While statistics describing poverty throughout the Vietnamese population seem optimistic, they do not account for the fact that over half of the population among ethnic minorities continue to live below the poverty line of $2 a day. Individuals from ethnic minority backgrounds are continually isolated, geographically and socially. Their historically limited access to opportunities has created a cycle the country is working to break.
To address these inequalities, the government of Vietnam instituted a ministry known as CEMA (the Committee for Ethnic Minority and Mountainous Area Affairs), and is working to increase education and social opportunities for this population.
With Vietnam having emerged as a lower middle income country in 2010, all eyes are turned to its economy. Historically, almost all of Vietnam’s production has been handled by its government, weakening its private sector. Even still, in 2016, it was ranked 98 out of 189 countries in the ease of doing business index. Experts from the World Bank argue that a richer domestic private sector could be the final push the country’s economy needs to eliminate poverty.

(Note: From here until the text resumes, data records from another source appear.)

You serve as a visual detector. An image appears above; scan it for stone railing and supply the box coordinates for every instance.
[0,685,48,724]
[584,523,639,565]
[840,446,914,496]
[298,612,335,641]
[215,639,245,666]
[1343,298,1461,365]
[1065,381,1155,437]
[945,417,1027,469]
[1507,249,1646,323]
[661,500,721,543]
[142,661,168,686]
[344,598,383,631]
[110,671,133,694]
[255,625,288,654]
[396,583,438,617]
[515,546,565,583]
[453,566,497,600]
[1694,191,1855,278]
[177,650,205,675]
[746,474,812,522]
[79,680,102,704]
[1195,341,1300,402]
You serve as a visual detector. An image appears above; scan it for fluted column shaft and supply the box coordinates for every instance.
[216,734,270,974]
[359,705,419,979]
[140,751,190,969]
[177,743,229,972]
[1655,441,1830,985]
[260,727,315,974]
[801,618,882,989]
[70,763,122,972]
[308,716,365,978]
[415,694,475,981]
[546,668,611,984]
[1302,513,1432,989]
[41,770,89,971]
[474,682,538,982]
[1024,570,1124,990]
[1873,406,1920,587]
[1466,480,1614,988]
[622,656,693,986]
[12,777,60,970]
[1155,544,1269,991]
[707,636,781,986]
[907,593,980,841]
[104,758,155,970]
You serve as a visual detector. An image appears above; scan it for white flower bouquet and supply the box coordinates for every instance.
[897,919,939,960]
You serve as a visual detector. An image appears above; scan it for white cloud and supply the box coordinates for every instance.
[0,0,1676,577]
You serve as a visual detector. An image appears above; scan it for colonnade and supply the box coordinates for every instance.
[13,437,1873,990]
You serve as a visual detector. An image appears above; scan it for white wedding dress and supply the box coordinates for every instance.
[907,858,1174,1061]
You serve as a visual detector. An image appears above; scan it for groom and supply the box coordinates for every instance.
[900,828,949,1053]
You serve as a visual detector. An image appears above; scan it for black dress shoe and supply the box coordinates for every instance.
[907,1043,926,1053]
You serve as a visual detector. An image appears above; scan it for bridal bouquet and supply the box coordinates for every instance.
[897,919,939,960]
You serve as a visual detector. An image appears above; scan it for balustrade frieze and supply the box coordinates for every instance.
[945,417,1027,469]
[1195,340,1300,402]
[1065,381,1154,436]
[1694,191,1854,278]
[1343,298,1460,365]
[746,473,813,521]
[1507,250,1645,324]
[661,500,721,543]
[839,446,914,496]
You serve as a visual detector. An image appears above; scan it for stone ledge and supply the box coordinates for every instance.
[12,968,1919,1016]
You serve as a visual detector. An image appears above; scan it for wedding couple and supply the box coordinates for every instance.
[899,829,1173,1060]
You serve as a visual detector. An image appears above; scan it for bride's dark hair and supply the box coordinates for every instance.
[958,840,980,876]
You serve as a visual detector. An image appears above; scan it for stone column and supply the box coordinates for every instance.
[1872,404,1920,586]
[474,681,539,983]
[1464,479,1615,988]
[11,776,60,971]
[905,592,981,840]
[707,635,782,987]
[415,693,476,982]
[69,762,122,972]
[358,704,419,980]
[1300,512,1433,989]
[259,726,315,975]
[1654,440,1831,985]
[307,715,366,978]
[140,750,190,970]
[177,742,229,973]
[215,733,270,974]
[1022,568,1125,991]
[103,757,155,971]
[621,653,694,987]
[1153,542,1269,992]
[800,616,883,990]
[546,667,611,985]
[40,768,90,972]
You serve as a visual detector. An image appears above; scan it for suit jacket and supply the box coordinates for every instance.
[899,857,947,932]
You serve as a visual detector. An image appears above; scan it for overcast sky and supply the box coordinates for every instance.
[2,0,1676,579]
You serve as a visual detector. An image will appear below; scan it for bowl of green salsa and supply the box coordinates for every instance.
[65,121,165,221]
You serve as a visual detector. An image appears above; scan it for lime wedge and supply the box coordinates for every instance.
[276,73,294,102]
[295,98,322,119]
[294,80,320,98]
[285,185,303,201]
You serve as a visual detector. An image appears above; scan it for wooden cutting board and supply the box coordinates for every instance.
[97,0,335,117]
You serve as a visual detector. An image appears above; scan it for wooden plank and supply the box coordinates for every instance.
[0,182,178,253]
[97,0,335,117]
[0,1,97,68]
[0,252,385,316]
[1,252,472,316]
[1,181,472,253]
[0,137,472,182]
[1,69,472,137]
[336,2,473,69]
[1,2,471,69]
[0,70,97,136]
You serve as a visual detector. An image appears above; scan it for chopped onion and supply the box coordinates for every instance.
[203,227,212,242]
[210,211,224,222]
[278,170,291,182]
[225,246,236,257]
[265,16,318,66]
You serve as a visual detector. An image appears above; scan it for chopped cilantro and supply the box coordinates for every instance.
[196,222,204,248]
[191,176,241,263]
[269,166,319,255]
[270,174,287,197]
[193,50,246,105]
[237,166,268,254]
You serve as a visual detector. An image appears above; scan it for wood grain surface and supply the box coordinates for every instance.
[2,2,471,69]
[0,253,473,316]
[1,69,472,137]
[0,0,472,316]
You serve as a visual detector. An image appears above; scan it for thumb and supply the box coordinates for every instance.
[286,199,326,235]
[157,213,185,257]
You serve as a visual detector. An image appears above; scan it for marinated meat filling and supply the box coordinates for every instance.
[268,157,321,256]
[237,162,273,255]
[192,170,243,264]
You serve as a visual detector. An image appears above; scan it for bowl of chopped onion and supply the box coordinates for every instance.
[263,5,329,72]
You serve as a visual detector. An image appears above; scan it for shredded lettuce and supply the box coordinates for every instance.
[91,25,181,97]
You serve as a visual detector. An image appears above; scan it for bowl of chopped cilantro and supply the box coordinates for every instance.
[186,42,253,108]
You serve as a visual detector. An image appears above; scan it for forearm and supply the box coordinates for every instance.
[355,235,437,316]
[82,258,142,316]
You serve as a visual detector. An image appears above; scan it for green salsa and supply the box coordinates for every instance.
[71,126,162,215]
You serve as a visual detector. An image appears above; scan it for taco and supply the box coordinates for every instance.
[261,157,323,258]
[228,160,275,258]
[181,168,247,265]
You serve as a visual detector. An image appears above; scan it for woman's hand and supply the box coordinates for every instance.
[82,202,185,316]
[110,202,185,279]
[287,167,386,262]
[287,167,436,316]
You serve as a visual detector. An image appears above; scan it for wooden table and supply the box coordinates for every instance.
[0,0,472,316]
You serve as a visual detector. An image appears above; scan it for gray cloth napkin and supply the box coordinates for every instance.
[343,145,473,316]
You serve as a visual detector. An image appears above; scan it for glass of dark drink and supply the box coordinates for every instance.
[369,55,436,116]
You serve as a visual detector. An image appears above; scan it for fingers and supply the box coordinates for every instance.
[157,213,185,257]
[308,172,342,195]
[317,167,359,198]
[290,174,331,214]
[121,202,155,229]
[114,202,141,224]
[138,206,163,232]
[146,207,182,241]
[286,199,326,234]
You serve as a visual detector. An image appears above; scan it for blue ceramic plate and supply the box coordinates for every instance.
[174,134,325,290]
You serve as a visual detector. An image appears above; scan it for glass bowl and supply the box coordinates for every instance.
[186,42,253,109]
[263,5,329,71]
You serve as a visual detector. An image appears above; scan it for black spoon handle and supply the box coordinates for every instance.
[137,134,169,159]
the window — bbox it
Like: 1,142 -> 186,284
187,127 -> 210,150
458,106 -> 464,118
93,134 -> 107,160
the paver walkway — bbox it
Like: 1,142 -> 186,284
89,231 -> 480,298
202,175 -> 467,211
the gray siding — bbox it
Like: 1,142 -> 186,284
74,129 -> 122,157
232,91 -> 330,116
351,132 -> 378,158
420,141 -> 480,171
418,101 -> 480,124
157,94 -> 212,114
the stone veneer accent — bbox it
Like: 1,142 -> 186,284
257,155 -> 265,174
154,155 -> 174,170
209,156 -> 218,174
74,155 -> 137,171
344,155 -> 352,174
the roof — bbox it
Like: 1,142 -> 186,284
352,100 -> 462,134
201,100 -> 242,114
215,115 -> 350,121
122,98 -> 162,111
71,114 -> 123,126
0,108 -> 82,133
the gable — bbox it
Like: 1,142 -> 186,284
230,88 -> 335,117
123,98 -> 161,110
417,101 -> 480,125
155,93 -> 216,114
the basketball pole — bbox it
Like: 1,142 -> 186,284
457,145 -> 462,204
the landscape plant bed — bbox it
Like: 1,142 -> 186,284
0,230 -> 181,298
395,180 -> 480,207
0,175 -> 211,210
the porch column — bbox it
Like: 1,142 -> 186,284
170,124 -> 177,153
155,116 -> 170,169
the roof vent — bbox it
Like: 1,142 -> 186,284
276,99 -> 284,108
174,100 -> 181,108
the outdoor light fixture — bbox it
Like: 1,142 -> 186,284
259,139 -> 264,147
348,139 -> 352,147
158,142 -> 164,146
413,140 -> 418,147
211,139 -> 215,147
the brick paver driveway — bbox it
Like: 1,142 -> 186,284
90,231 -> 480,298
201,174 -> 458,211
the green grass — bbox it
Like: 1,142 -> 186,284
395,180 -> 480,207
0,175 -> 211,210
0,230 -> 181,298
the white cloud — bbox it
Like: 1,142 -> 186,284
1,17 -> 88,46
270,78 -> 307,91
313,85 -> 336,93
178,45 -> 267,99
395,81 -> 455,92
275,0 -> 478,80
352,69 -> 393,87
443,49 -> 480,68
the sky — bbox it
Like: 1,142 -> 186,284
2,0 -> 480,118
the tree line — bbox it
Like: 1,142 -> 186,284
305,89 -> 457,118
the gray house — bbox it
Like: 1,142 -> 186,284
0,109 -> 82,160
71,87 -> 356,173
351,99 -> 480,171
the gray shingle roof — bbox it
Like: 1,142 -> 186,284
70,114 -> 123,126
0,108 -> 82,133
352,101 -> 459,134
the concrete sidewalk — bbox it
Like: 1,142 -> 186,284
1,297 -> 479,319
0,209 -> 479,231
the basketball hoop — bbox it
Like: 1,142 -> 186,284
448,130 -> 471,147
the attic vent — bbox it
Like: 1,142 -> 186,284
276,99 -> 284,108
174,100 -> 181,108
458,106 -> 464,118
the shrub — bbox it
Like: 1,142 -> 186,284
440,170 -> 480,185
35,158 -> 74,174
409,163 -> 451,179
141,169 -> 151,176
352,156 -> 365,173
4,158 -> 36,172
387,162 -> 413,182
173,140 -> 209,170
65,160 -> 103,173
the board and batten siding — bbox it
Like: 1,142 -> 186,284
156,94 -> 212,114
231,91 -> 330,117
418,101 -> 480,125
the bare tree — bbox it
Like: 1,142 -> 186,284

Failing infrastructure remains one of the large causes of poverty in Vietnam, and many other countries. Although immense efforts were made in the late nineties to bring electricity to its people, Vietnam’s infrastructure systems for energy, water, sanitation and telecommunication are far from where they need to be.
Without efficient and reliable infrastructure, the private sector cannot grow, as individuals are unable to reach the marketplace. Furthermore, until the water system and roadways improve, education cannot flourish, as students are unable to attend school.
The country’s SEDS (Socio-Economic Development Strategy) for 2016-2020 acknowledges the biased education system, struggling market institutions and stagnant infrastructure development as causes of poverty in Vietnam and articulates the need to accelerate progress. This acknowledgment is a clear step forward in the nation’s fight against poverty.